Modern science is not the story of leaps, it is the story of incremental steps that lead to a maturation and a strengthening community researchers. It’s about a community identifying the gaps in knowledge and filling them, and really that’s what the scientific method’s all about. Knowing the gaps can help you decide where you go next.
And then comes my feelings on AI scientists. I’m hearing a lot about autonomous labs, AI models that will be able to observe phenomena, test hypotheses and change accordingly. The capabilities of these AI scientists is largely unknown, to which, my question is: will they be doing the science or the stamp-collecting? We can hope that they could do the science. The US is spending $5b to find out.

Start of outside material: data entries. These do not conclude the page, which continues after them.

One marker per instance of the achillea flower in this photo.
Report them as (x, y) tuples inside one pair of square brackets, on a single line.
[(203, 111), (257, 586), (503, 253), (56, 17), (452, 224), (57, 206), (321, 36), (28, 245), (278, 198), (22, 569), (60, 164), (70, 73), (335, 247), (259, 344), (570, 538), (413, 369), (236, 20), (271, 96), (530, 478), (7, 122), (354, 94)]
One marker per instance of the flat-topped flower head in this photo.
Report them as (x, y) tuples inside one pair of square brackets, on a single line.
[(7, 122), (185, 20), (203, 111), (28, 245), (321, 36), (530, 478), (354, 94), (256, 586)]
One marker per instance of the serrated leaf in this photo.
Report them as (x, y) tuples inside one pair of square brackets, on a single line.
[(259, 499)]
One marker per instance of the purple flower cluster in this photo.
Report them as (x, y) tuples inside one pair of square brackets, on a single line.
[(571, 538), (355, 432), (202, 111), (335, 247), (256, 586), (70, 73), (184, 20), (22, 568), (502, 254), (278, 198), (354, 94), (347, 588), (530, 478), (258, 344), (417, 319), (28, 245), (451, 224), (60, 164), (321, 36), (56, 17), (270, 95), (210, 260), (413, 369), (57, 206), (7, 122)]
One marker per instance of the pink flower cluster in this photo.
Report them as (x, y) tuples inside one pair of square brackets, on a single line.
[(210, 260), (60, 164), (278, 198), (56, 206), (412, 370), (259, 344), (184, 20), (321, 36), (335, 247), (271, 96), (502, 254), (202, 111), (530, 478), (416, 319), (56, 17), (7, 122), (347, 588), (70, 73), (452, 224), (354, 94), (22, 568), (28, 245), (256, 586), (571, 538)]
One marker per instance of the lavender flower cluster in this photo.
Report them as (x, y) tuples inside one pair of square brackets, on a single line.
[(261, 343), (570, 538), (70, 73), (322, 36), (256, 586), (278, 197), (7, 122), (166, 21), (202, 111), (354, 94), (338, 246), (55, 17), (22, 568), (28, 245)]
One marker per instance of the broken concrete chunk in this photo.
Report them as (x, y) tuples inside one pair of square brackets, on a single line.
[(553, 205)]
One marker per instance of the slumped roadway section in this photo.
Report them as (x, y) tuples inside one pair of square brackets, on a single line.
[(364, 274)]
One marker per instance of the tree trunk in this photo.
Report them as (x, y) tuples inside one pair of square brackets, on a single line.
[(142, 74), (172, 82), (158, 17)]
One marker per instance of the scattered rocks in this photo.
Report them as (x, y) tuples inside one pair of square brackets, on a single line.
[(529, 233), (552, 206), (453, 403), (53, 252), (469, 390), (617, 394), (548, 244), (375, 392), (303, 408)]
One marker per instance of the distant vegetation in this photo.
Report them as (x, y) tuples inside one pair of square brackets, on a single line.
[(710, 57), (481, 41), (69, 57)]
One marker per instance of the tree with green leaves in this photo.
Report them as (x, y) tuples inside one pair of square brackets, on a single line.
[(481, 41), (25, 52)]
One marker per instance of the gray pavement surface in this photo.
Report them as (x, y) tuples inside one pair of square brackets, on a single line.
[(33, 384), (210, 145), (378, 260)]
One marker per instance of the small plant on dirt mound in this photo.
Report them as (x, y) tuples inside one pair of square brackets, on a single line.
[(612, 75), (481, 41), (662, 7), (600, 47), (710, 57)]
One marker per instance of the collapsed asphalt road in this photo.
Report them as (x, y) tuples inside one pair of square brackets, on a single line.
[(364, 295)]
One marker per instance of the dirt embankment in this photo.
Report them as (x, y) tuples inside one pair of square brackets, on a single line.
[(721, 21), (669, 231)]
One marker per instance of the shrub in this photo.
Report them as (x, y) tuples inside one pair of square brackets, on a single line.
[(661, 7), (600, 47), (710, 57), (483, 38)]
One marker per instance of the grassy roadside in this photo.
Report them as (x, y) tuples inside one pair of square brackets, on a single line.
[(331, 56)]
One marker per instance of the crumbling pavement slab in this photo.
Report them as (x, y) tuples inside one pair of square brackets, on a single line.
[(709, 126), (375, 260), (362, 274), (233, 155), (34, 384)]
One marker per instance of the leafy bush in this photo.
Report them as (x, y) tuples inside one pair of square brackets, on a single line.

Based on my understanding of LLMs my feeling is more skeptical and the best place for AI for science is in inference. Their whole USP is that they can make inferences that people can’t, but they can only do that from their own reference point in their training data. If that reference does not exist. Will it look at results and reply “that’s funny,”?
Furthermore, this gruntwork is what the models get trained on. Repositories like what I mention with my sheep example make things like protein language models possible. Which was the basis of my PhD. It’s the reason why big pharma companies are raiding stockpiles of lab books for proprietary data to train their own models: again, I think this could all be federated to achieve more generalisable models quicker, without surrendering training data, but companies be companies.
What I do think is possible, is more akin to the Modern Synthesis: introducing the mechanics of Gregor Mendel’s inheritance laws with Darwinian evolution. A romanticised story of a chance journal reading on a train. Now the scientific corpus is more searchable, perhaps less obvious inferences can be made. But these are still inferences, rather than discoveries.
To be clear though, this isn’t a bad thing. The whole point of this piece is to defend stamp-collecting and champion its importance in filling gaps in our knowledge. Autonomous systems doing this kind of work, frees up people to do more science. AI can suggest how to speed up workflows and identify the most relevant literature to base future hypotheses on.
Back to sheep, as the world heats and challenges of the future become challenges of today, we will need every chance of overcoming that science allows. I certainly welcome the idea of automating science, but only if it brings benefits of allowing the people to be the ones who make the breakthroughs, and that they remain robust and reproducible. While the breakthroughs are the things that attract the glam-mags, Stamp-collecting remains as important, if not more important than ever. After all, these models are trained on it.